The intricate interplay of fatty acid and lipid metabolic pathways reveals a sophisticated systems-level integration, where genetic variations can give rise to distinct metabolic phenotypes. Polymorphisms in genes like FADS1 are strongly associated with circulating lipid concentrations, including various phosphatidylcholines and other glycerophospholipids, thereby contributing to the complex etiology of polygenic dyslipidemia. ^[1]These genetic influences on enzyme efficiency lead to an overall altered balance in glycerophospholipid metabolism, representing emergent properties of the interacting pathways that impact an individual’s unique metabolic profile.

Dysregulation within these lipid metabolic pathways, whether stemming from genetic predispositions or environmental factors, holds significant clinical relevance, particularly in the context of cardiovascular disease. Altered lipid profiles, such as those linked toFADS1variants that influence docosatetraenoic acid metabolism, are recognized risk factors for conditions like coronary artery disease.^[10]A comprehensive understanding of these mechanistic links, from genetic variations to specific metabolite changes and ultimately to clinical outcomes, is essential for identifying effective therapeutic targets aimed at correcting pathway dysregulation and mitigating the risk of disease.

I am unable to provide a “Clinical Relevance” section for ‘docosatetraenoic acid’ based solely on the provided context, as this specific compound is not mentioned in the research materials.

Key Variants

RS ID	Gene	Related Traits
rs174547	FADS1, FADS2	metabolite measurement high density lipoprotein cholesterol measurement triglyceride measurement comprehensive strength index, muscle measurement heart rate

References

[1] Gieger, C., et al. “Genetics meets metabolomics: a genome-wide association study of metabolite profiles in human serum.”PLoS Genet, 2008.

[2] Vasan, R. S. et al. “Genome-wide association of echocardiographic dimensions, brachial artery endothelial function and treadmill exercise responses in the Framingham Heart Study.”BMC Med Genet, vol. 8 Suppl 1, 2007, p. S2.

[3] Sabatti, Chiara, et al. “Genome-wide association analysis of metabolic traits in a birth cohort from a founder population.”Nature Genetics, vol. 41, no. 1, 2009, pp. 35-46.

[4] Lemaitre, R.N. “Genetic loci associated with plasma phospholipid n-3 fatty acids: a meta-analysis of genome-wide association studies from the CHARGE Consortium.” PLoS Genet.

[5] Bokor, S., Dumont, J., Spinneker, A., Gonzalez-Gross, M., Nova, E., et al. “Single nucleotide polymorphisms in the FADS gene cluster are associated with delta-5 and delta-6 desaturase activities estimated by serum fatty acid ratios.”J Lipid Res.

[6] Tang, C., Cho, H.P., Nakamura, M.T., Clarke, S.D. “Regulation of human delta-6 desaturase gene transcription: identification of a functional direct repeat-1 element.” J Lipid Res.

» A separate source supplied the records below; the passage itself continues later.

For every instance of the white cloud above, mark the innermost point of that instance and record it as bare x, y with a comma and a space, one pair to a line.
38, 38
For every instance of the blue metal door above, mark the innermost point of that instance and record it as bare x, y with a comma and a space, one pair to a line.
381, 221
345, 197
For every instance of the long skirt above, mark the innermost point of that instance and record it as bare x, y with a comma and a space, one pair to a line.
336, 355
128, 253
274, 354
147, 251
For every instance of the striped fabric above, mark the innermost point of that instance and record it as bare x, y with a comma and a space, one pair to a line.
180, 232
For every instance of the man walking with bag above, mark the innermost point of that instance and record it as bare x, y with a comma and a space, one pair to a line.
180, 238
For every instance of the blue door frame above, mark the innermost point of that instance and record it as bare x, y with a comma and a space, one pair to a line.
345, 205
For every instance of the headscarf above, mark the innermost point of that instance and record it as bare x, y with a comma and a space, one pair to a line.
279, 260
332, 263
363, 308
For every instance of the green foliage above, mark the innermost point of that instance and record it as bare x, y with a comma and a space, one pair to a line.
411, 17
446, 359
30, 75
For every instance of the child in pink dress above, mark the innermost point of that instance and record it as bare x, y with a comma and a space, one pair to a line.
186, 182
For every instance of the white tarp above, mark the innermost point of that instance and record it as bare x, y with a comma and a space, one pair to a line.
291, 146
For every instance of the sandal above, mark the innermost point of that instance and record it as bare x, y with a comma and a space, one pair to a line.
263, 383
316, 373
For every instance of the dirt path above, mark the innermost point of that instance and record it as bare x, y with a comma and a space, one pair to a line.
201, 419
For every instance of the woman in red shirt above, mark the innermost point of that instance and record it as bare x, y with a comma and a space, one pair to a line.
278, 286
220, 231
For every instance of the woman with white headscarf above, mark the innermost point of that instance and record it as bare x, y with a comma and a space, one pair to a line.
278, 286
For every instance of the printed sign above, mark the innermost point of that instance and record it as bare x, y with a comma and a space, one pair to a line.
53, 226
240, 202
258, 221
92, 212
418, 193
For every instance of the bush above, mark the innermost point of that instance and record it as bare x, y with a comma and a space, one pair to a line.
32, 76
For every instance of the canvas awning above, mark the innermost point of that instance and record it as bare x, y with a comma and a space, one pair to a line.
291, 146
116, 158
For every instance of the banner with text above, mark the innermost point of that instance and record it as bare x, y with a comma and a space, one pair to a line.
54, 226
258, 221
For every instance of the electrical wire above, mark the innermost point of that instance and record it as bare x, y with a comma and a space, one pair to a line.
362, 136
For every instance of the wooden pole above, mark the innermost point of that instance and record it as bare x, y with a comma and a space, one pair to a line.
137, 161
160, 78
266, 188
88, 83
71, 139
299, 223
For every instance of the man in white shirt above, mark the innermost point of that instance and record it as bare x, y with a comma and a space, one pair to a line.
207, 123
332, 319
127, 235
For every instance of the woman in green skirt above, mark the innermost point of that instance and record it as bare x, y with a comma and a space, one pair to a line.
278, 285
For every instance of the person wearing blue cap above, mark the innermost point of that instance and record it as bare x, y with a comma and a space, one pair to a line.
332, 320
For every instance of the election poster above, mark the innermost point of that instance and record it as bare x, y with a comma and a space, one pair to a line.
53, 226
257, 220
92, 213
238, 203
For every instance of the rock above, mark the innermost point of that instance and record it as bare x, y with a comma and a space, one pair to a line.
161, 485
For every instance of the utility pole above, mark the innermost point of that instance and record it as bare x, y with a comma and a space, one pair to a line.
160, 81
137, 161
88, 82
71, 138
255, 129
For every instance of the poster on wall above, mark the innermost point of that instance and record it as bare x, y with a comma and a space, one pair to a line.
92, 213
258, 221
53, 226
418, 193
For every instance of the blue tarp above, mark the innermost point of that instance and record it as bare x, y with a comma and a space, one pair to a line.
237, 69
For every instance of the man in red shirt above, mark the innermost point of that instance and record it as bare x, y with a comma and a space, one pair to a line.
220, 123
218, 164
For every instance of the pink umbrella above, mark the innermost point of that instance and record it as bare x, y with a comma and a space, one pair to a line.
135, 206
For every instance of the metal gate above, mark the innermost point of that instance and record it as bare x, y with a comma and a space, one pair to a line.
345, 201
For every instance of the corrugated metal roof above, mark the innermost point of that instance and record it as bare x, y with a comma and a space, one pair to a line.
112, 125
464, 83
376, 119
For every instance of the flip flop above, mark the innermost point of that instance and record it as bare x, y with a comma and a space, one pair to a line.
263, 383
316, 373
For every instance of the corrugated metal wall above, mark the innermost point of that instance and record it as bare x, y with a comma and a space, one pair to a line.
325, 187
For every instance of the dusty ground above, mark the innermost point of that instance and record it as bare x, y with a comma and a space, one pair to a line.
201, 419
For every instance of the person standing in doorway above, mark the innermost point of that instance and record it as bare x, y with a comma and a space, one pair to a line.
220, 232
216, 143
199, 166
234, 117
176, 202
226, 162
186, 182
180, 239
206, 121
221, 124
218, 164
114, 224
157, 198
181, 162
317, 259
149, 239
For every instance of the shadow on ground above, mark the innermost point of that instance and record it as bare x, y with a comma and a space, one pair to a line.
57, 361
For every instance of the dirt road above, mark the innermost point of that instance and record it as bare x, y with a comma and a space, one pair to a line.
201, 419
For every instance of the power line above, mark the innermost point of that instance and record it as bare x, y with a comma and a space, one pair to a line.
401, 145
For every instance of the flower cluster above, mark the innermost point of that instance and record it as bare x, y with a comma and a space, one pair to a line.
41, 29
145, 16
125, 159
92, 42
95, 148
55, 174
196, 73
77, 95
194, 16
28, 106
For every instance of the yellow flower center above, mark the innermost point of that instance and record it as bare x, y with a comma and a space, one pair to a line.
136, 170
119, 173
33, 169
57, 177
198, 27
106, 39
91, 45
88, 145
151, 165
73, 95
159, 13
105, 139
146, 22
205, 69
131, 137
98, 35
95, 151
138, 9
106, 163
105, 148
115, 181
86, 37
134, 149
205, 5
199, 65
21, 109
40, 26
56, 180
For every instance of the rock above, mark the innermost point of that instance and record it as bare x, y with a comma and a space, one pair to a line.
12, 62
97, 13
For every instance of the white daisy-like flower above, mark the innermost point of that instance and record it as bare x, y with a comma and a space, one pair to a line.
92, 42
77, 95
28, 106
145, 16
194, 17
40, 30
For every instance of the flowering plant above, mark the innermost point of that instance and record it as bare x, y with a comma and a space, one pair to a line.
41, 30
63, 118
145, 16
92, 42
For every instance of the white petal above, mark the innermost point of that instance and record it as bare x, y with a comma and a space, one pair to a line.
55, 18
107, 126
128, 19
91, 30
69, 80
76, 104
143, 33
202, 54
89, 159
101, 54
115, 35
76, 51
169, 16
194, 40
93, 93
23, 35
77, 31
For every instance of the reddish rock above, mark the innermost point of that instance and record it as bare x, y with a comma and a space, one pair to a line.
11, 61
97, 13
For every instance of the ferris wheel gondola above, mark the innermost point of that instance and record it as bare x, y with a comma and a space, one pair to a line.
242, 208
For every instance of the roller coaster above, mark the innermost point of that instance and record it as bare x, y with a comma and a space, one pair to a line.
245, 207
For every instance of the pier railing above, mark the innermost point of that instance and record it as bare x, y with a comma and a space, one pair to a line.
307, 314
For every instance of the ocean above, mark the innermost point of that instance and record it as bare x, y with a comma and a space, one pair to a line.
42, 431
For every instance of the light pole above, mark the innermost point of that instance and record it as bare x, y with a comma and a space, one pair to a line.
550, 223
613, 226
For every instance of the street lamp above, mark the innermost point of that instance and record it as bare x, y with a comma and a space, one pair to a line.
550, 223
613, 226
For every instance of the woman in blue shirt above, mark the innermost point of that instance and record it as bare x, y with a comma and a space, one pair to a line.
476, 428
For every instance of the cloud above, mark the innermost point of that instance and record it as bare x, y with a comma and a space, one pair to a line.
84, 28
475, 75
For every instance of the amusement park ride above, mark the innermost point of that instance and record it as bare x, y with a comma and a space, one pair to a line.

[7] Molto-Puigmarti, C., Plat, J., Mensink, R.P., Muller, A., Jansen, E., et al. “FADS1 FADS2 gene variants modify the association between fish intake and the docosahexaenoic acid proportions in human milk.”Am J Clin Nutr.

[8] Liou, Y.A., King, D.J., Zibrik, D., Innis, S.M. “Decreasing linoleic acid with constant alpha-linolenic acid in dietary fats increases (n-3) eicosapentaenoic acid in plasma phospholipids in healthy men.”J Nutr.

[9] Burkhardt, R. et al. “Common SNPs in HMGCR in micronesians and whites associated with LDL-cholesterol levels affect alternative splicing of exon13.” Arterioscler Thromb Vasc Biol, vol. 28, no. 10, 2008, pp. 1821-1827.

[10] Willer, C. J. et al. “Newly identified loci that influence lipid concentrations and risk of coronary artery disease.”Nat Genet, vol. 40, no. 2, 2008, pp. 161-169.